A year later, in July 2024, Hurricane Beryl inflicted an additional USD 10 million in damage on Jamalco’s Rocky Point port.
Century Aluminum had scooped up the refinery from Noble Energy in April 2023 for a symbolic USD 1. The deal, however, immediately generated a USD 103.3 million gain for Century, whose market value then stood at USD 16 billion.
Despite the setbacks, Century insists it is not backing away. The company has reaffirmed its plan to keep investing in Jamalco through 2026, keeping production on track to reach 1.4 million tonnes of alumina per year.

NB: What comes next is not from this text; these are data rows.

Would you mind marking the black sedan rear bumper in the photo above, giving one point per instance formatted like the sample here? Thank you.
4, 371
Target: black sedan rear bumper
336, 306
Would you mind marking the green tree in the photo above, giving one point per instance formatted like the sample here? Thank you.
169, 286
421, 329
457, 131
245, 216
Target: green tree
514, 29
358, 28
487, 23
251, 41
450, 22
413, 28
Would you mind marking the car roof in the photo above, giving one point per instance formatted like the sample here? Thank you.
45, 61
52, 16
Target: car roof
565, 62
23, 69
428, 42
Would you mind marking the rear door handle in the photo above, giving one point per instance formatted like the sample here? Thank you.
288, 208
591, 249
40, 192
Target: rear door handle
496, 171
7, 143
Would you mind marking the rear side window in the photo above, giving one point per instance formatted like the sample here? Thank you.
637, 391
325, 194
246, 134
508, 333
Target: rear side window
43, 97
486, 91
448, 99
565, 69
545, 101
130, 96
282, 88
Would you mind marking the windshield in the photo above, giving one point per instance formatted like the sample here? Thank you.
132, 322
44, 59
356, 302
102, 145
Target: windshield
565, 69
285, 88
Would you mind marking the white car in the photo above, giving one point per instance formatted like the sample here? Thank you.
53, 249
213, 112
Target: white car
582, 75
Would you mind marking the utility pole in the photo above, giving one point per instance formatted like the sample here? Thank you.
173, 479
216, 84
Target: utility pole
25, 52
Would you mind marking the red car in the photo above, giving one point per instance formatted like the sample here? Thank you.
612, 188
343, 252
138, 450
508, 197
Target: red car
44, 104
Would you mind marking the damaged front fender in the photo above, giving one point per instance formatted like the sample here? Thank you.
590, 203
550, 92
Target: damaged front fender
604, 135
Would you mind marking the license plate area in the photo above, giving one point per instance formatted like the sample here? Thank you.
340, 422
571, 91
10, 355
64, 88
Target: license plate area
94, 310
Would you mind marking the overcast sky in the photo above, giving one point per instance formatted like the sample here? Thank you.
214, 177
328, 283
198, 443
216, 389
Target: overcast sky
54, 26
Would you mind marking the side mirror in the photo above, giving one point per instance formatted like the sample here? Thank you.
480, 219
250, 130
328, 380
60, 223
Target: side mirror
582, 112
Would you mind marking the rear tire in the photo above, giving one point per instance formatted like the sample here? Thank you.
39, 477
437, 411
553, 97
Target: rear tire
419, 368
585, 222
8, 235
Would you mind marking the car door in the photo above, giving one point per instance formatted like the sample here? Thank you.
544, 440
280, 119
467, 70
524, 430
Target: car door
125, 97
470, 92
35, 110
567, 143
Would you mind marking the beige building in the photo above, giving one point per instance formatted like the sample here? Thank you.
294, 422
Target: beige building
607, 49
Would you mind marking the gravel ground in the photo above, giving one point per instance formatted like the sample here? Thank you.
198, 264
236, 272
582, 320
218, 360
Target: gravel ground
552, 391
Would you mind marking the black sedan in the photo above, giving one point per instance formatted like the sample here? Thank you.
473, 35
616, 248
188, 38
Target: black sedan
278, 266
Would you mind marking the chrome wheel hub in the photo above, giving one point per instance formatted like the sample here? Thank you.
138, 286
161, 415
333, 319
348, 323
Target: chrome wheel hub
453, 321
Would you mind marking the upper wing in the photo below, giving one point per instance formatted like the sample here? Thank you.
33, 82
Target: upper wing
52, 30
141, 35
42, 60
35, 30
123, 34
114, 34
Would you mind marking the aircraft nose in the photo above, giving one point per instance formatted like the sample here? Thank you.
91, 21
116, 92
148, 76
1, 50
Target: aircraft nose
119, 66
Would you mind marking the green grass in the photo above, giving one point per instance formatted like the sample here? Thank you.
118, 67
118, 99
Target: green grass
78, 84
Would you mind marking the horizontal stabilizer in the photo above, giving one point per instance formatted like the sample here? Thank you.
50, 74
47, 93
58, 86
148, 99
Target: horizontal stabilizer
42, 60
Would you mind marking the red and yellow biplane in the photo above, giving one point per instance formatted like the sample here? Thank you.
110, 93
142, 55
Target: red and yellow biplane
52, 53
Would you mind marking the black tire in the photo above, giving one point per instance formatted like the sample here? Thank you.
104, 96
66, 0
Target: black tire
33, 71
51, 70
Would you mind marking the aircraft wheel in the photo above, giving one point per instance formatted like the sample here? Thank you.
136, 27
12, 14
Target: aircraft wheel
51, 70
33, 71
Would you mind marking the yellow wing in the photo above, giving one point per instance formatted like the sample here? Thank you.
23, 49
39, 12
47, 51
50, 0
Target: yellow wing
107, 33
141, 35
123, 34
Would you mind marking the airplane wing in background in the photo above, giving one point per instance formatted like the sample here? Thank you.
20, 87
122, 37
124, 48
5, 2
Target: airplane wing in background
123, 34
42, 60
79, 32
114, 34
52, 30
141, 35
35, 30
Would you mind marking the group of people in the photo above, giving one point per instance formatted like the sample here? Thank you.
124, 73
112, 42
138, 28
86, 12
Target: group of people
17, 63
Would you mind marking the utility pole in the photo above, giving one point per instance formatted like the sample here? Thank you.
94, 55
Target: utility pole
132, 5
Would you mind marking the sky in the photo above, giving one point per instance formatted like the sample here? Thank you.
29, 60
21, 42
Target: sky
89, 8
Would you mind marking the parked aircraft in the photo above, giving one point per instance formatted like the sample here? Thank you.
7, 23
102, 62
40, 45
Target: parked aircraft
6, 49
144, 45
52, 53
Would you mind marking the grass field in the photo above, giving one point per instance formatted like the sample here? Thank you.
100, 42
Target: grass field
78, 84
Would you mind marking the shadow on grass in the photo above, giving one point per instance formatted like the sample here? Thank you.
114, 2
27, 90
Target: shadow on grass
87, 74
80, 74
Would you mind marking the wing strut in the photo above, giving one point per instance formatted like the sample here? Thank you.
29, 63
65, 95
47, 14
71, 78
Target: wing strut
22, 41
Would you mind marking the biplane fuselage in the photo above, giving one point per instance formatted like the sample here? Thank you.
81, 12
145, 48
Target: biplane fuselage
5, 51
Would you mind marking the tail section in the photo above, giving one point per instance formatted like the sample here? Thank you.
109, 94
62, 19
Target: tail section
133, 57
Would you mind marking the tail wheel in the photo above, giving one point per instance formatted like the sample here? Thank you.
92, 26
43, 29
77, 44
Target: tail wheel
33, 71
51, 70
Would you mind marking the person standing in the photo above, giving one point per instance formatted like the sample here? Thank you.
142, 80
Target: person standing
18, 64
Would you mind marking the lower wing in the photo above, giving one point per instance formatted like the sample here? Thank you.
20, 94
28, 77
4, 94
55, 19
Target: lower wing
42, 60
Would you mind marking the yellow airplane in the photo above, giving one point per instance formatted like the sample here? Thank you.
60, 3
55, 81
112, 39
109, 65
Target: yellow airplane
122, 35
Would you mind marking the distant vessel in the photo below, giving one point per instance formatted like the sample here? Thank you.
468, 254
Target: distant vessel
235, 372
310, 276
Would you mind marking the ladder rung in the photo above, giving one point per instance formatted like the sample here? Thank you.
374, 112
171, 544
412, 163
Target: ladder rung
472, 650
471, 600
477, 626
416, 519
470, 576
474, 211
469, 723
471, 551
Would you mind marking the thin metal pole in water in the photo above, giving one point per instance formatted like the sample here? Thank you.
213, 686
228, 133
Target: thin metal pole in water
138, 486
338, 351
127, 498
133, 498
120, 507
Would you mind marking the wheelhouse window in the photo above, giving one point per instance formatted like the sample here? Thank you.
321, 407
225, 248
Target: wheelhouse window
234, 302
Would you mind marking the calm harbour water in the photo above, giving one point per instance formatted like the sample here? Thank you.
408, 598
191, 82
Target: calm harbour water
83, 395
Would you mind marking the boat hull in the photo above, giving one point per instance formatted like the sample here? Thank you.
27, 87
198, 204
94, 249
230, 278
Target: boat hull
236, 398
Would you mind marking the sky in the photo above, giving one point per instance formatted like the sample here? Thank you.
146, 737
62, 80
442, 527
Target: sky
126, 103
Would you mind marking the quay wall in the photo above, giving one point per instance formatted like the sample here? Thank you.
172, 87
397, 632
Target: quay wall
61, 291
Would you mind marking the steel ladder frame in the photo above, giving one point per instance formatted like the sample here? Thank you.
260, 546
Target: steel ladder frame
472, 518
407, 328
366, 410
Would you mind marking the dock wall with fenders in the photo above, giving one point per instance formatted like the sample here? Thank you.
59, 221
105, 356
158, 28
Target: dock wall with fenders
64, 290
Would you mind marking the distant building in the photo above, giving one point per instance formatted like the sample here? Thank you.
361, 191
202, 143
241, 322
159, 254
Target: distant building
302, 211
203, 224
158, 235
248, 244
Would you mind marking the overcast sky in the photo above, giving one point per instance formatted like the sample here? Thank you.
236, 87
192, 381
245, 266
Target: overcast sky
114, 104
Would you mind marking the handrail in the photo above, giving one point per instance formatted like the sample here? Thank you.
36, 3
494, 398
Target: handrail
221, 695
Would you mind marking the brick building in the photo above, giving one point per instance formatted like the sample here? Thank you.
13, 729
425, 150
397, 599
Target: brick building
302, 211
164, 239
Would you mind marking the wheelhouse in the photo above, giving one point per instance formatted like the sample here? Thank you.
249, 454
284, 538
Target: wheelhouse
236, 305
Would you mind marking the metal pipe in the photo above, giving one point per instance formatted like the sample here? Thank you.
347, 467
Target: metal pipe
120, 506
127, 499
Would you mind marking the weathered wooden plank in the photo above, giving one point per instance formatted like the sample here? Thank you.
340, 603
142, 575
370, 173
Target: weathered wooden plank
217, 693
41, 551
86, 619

Jesse Gary, Century’s president and CEO, stressed that Jamalco’s long-term bauxite licences shield it from the sort of supply risks now dogging Guinea, where licence suspensions have unsettled the global market. He said the fresh investment is part of a broader push to secure alumina supplies for the company’s smelters in the US and Iceland.
For now, Century isn’t breaking out Jamalco’s sales in its results. The Chicago-headquartered producer reported a net loss of USD 4.6 million in the second quarter of 2025, though adjusted EBITDA came in at USD 4.3 million. Looking ahead, the company expects stronger third-quarter earnings, buoyed by higher regional premiums and improving operations.